Your body's hormonal changes during menopause affect your muscle growth. While menopause happens around age 50, women in their 30s lose a half pound of muscle each year. Muscle mass burns more calories than fat cells do. Once created, fat cells never disappear; they wait for new food to make them expand. When your body has more fat and less muscle, your metabolism downshifts. Packing on more pounds often starts during perimenopause, the 2 to 8 years before menopause. On average, women gain about a pound a year. Losing those pounds, often gained around your waist, requires a healthy diet and an exercise plan.
Americans spend at least $40 billion a year on diets and weight-loss products. Many dieters steadily regain the weight, and it's confusing to sort through all of the nutritionists' advice.
Dietitians often suggest healthy lifestyle changes, rather than following a one-diet-fits-all-menopausal-women plan. With a few changes to your eating habits, you can take about a pound off each week and keep it off. By eating less processed foods and adding more natural ingredients, such as whole grains, fruits and vegetables, you can drop those extra pounds.
Mayo Clinic dietitians say that if you're limiting calories to 2,000 per day, you should get 45 to 65 percent from carbohydrates. Carbs include whole grains, beans and nutrition-packed fruits. If you're perimenopausal and don't like to exercise much, though, limit yourself to 1,800 calories a day. If you eat less than that, you won't get the vitamins and minerals you need. Be sure to drink skim and low-fat milk or eat low-fat yogurt and cheeses for calcium, because menopause is when bones start losing their density and can break more easily.
Between 10 and 35 percent of your calories should come from protein. Eat more nuts, seeds, chicken, turkey and seafood, especially salmon and fish that's rich in Omega-3 oils, because they are packed with protein. Beans, lentils and soy are also rich in protein.
As you age, your body takes longer to digest food. Increasing your fiber intake pushes the food through your system more quickly and prevents constipation. Fiber, which comes from plants and isn't digested or absorbed in your body, is either soluble or insoluble. Vegetables, wheat bran and other whole grains are good insoluble fiber sources. Soluble fiber exists in oats, dried beans and some fruits, such as apples and oranges.
Nutritionists recommend smaller portions of meat, usually about 4 or 5 ounces each meal. Red meat has saturated fat, which can increase cholesterol levels. Choose leaner or fat-free meat or chicken without the skin, where most of the fat is concentrated. Bake or broil your meat to avoid vegetable oil fat.

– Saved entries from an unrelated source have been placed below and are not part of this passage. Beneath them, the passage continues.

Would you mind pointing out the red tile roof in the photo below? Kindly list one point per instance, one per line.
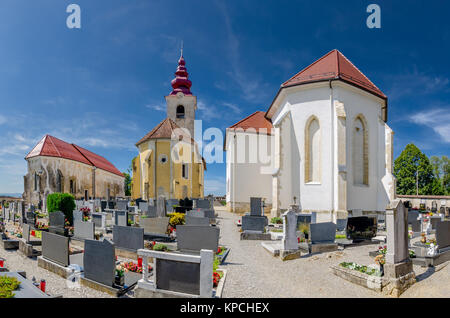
(53, 147)
(334, 65)
(163, 130)
(257, 120)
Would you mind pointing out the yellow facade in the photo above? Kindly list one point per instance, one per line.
(158, 171)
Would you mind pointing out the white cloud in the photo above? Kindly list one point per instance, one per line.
(215, 186)
(438, 119)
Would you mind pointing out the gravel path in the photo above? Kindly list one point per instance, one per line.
(254, 272)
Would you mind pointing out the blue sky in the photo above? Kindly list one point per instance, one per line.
(102, 87)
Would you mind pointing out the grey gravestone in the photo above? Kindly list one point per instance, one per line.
(161, 207)
(323, 232)
(77, 216)
(99, 261)
(151, 211)
(26, 232)
(56, 219)
(121, 218)
(253, 223)
(155, 226)
(127, 237)
(203, 204)
(443, 234)
(341, 224)
(121, 205)
(190, 220)
(196, 238)
(99, 219)
(256, 207)
(412, 216)
(290, 240)
(84, 230)
(143, 206)
(176, 276)
(55, 248)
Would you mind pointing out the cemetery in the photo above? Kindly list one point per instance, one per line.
(120, 249)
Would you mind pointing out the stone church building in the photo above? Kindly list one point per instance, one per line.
(57, 166)
(330, 145)
(169, 163)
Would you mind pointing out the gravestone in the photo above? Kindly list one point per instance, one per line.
(190, 220)
(56, 219)
(121, 218)
(127, 237)
(99, 219)
(195, 238)
(151, 211)
(121, 205)
(99, 261)
(26, 232)
(323, 233)
(203, 204)
(253, 223)
(84, 230)
(143, 206)
(256, 207)
(341, 224)
(443, 234)
(155, 226)
(55, 248)
(77, 216)
(361, 228)
(290, 240)
(161, 207)
(182, 277)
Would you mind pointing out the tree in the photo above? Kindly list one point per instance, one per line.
(406, 167)
(441, 169)
(127, 182)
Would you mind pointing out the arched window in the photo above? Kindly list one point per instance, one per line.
(360, 148)
(312, 150)
(59, 182)
(180, 111)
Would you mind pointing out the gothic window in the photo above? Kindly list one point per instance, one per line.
(312, 150)
(359, 152)
(185, 171)
(59, 182)
(180, 111)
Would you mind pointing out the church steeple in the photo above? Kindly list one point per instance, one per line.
(181, 83)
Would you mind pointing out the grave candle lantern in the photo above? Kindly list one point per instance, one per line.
(42, 285)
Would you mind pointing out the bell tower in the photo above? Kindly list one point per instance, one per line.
(181, 104)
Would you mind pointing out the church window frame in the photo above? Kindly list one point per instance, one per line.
(310, 157)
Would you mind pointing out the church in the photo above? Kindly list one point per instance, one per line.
(329, 145)
(58, 166)
(169, 163)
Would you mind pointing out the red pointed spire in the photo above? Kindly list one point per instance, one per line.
(181, 83)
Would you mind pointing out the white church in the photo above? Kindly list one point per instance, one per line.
(329, 149)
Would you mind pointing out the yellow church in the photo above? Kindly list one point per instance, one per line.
(169, 163)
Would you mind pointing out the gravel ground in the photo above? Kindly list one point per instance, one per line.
(254, 272)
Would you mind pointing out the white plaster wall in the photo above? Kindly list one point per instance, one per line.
(248, 179)
(355, 102)
(302, 105)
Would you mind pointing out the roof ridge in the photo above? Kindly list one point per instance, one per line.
(244, 119)
(309, 66)
(76, 147)
(53, 144)
(357, 70)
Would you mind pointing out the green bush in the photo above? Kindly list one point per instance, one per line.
(63, 202)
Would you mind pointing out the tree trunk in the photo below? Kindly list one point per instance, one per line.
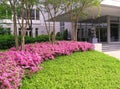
(23, 27)
(53, 35)
(15, 29)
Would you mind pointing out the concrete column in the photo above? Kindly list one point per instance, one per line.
(119, 29)
(108, 29)
(33, 32)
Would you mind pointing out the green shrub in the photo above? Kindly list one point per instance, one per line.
(6, 41)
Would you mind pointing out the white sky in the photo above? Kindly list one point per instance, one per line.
(111, 2)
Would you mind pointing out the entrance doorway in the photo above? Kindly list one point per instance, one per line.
(101, 34)
(114, 32)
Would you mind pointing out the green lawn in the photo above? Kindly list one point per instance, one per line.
(81, 70)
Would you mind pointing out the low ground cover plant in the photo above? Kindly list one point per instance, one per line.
(30, 59)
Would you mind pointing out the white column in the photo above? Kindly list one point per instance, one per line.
(108, 29)
(119, 29)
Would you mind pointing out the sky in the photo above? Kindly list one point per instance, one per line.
(111, 2)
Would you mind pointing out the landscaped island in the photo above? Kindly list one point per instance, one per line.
(81, 70)
(14, 64)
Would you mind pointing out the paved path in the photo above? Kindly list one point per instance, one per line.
(115, 54)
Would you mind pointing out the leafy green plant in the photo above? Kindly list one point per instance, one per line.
(81, 70)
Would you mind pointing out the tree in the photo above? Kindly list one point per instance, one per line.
(13, 7)
(53, 7)
(75, 9)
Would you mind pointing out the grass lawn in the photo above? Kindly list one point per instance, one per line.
(81, 70)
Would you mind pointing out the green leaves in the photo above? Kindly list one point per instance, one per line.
(81, 70)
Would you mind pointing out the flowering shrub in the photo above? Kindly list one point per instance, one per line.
(10, 73)
(13, 62)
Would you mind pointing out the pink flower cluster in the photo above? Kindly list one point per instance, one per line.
(10, 73)
(14, 62)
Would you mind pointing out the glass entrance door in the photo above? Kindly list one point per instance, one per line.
(101, 34)
(114, 32)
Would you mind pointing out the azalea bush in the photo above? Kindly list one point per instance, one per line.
(14, 62)
(10, 72)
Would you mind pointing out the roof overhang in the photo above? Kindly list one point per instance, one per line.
(93, 13)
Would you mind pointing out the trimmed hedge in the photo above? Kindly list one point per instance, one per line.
(7, 41)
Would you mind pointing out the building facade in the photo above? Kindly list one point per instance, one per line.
(38, 25)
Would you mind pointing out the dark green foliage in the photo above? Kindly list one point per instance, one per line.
(81, 70)
(6, 41)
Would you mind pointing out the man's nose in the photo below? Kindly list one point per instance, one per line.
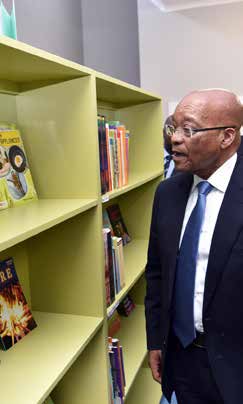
(177, 137)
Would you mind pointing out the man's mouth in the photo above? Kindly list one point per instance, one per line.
(177, 154)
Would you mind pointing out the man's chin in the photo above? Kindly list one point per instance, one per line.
(179, 166)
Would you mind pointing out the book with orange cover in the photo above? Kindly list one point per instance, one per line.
(16, 319)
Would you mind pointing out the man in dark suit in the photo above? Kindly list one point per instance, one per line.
(194, 273)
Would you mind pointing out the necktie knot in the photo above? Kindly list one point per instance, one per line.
(204, 187)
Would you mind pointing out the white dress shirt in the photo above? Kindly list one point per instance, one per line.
(220, 180)
(171, 166)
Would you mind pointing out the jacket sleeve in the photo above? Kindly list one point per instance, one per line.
(153, 280)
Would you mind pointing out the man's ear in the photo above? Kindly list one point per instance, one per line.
(228, 137)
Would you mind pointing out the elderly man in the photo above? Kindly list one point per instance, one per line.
(194, 271)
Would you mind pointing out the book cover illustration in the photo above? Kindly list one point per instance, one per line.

Fried chicken, crackers, cookies, cake and donuts are definite no-no's, and you should also avoid candy, potato chips and other junk food. By reading the nutrition labels carefully, you can find food that has no trans or saturated fat.
Some dieters skip breakfast, but studies show that people who eat a healthy breakfast can concentrate better. Your breakfast should consist of whole grain breads, bagels, cereal or a low-fat bran muffin; protein-packed hard-boiled eggs, peanut butter, lean meat or fish; fruits; vegetables; and skim or low-fat dairy products. Wash it down with some 100-percent fruit or vegetable juice that lacks extra sugar.
If you love to nosh, eating five or six small meals daily may be the best advice. Carry some walnuts or almonds with you to munch on. Drinking water flavored with lemons or limes makes you feel less hungry between meals.
While it's hard to fight a craving for your favorite chocolate, learning to eat strawberries, apples and tangerines will satisfy your sweet tooth. And once you start eating more natural foods, you'll have more energy to tackle the mood swings and hot flashes that usually accompany menopause.